Ich erinnere mich an recht wenig, was die Gemeinde außerhalb unserer Jugendgruppe angeht, außer dass ich an den Sonntagmorgen die Jungs aus der Jugendgruppe in ihren ordentlichen Hemden zu sehen bekam und sie mich in Röcken. (Zu dem Zeitpunkt hatte ich die Laura-Ingalls-Wilder-Sache fallen gelassen und Lippenstift aufgelegt.) Zusammen saßen wir in den letzten vier Reihen des Kirchenraums der Grace Bible Church – einem fensterlosen Gebäude mit Gewölbedecke, das von außen aussah wie ein Planetarium. Die Grace Bible Church war die größte konfessionslose Kirche der Stadt und gerade erst mit einem lebbaren Kompromiss und verheilenden Fleischwunden aus den Lobpreisschlachten der 90er hervorgegangen. Der sah so aus, dass unsere etwa 200 Mitglieder starke Gemeinde den einen Teil des Gottesdienstes aus einem Gesangbuch sang und den anderen von Tageslichtprojektor-Folien. Unser Pastor war ein alter Freund der Familie, der mit meinem Vater im Seminar gewesen war. Die beiden waren zusammen zur Musterung gegangen und erinnerten sich an das Ereignis wie zwei alte Kriegskameraden, obwohl keiner von beiden einberufen wurde. Pastor Doug war ein eher gelehrterer, exegetischerer Prediger als Pastor George – und zu allem Überfluss ein Fan der Baseballmannschaft der St. Louis Cardinals. Unsere Gemeindebriefe enthielten detaillierte Gliederungen seiner Predigten, deren Unterüberschriften häufig mit demselben Buchstaben anfingen: Gnade, Gerechtigkeit, Gehalt. Ich füllte jede Lücke aus und riet manchmal den nächsten Punkt (Gottesdienst!), während mir die Jungs aus der letzten Reihe durchgekaute Papierkügelchen ins Haar schossen.

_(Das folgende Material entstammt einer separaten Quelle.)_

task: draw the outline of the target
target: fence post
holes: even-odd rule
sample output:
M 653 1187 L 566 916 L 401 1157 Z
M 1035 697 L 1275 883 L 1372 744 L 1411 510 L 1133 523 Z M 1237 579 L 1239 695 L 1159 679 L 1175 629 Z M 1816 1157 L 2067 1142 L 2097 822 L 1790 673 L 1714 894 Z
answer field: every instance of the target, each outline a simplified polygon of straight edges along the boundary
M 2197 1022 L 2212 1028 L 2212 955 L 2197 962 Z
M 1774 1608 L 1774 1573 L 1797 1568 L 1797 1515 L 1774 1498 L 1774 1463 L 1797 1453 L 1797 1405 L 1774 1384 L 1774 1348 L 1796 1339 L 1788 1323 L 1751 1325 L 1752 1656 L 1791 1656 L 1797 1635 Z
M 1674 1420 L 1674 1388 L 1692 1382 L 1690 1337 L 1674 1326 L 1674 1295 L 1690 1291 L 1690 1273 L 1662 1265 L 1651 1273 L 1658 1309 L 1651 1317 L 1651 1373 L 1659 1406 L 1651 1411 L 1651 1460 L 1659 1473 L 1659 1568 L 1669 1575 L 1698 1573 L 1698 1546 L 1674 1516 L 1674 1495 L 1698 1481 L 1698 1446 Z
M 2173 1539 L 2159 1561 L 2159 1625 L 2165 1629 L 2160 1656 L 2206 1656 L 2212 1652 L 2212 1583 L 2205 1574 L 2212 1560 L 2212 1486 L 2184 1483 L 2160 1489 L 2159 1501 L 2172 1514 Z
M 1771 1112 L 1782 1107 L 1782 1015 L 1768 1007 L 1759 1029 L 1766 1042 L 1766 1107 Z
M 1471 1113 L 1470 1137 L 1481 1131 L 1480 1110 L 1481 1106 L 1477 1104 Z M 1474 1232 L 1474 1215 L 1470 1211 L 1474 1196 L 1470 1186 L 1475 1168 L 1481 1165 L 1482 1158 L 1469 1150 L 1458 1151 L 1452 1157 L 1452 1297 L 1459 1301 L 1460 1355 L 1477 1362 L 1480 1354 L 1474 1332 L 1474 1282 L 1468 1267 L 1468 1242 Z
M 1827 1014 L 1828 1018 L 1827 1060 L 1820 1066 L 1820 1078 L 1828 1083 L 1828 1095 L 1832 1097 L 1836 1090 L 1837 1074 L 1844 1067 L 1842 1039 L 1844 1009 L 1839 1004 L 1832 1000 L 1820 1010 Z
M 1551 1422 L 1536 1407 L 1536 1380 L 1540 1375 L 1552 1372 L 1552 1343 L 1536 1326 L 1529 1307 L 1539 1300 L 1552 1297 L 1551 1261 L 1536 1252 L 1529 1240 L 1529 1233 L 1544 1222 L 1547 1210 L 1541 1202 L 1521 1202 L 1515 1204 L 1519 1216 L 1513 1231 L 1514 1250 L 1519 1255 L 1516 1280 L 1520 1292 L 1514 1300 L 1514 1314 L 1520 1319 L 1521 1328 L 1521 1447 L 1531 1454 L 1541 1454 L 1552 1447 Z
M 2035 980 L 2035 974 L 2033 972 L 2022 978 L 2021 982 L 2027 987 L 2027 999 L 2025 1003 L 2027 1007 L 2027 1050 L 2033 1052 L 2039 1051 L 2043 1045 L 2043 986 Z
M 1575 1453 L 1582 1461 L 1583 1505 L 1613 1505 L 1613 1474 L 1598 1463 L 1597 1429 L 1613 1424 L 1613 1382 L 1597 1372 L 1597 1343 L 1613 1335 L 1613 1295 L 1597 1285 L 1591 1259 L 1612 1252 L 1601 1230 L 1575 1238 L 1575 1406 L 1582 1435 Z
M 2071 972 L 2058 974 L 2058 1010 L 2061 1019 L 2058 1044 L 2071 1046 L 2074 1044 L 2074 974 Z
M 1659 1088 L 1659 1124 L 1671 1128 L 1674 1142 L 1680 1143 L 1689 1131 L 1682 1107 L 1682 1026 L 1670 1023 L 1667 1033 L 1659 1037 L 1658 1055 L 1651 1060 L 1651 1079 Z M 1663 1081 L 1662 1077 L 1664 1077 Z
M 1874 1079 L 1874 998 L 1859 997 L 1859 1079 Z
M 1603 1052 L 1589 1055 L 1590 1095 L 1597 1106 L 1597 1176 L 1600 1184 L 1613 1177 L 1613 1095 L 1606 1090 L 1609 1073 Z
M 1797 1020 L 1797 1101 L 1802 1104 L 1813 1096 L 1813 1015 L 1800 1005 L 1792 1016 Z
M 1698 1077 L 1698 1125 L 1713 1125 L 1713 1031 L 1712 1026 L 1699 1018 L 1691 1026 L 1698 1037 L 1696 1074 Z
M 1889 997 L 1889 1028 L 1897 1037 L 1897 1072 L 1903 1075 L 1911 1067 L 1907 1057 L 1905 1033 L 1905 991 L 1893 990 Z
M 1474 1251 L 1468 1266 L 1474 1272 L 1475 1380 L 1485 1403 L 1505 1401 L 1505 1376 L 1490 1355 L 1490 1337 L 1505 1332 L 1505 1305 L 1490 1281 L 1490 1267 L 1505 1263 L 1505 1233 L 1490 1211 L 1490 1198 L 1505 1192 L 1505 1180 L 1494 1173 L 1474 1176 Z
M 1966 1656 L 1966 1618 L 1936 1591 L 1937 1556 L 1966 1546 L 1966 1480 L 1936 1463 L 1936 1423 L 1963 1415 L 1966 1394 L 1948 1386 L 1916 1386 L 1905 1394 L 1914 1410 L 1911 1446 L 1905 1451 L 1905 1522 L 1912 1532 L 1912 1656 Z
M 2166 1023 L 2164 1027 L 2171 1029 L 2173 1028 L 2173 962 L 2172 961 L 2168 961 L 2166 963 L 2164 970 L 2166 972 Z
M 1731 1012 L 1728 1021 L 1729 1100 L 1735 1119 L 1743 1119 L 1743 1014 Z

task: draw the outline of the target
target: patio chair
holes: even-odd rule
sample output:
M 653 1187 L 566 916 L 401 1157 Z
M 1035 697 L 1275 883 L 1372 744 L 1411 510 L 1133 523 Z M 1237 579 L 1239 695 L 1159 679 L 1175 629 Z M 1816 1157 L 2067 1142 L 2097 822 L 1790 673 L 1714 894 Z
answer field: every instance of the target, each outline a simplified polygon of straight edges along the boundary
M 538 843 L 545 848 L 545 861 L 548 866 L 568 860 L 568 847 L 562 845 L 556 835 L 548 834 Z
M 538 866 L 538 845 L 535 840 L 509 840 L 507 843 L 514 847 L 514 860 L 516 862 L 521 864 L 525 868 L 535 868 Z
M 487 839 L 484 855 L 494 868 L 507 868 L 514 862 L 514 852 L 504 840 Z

Nicht viele Jugendliche gehen zur Jugendgruppe, um ihre Religiosität abzumildern, aber Brians beziehungsorientierter Stil trug dazu bei, dass mein Kreuzritterkomplex sich etwas mäßigte. Er sah, dass ich ein Händchen für Lehre und für Leitungsaufgaben hatte, und lud mich mehr als einmal dazu ein, die Andacht zu halten (ein unerhörtes Privileg für eine junge Frau in diesem Umfeld). Er überzeugte mich außerdem davon, die Super-Bowl-Party nicht durch einen Bekehrungsaufruf während der Halbzeit zu ruinieren und mich während all der holprigen Kleinbusfahrten zu Konzerten und Jugendfreizeiten – die mein Haar durcheinanderbrachten (die Fenster standen immer offen) und meine Gedanken von einem süßen Jungen zum nächsten springen ließen – zu entspannen und die Zeit mit meinen Freunden zu genießen.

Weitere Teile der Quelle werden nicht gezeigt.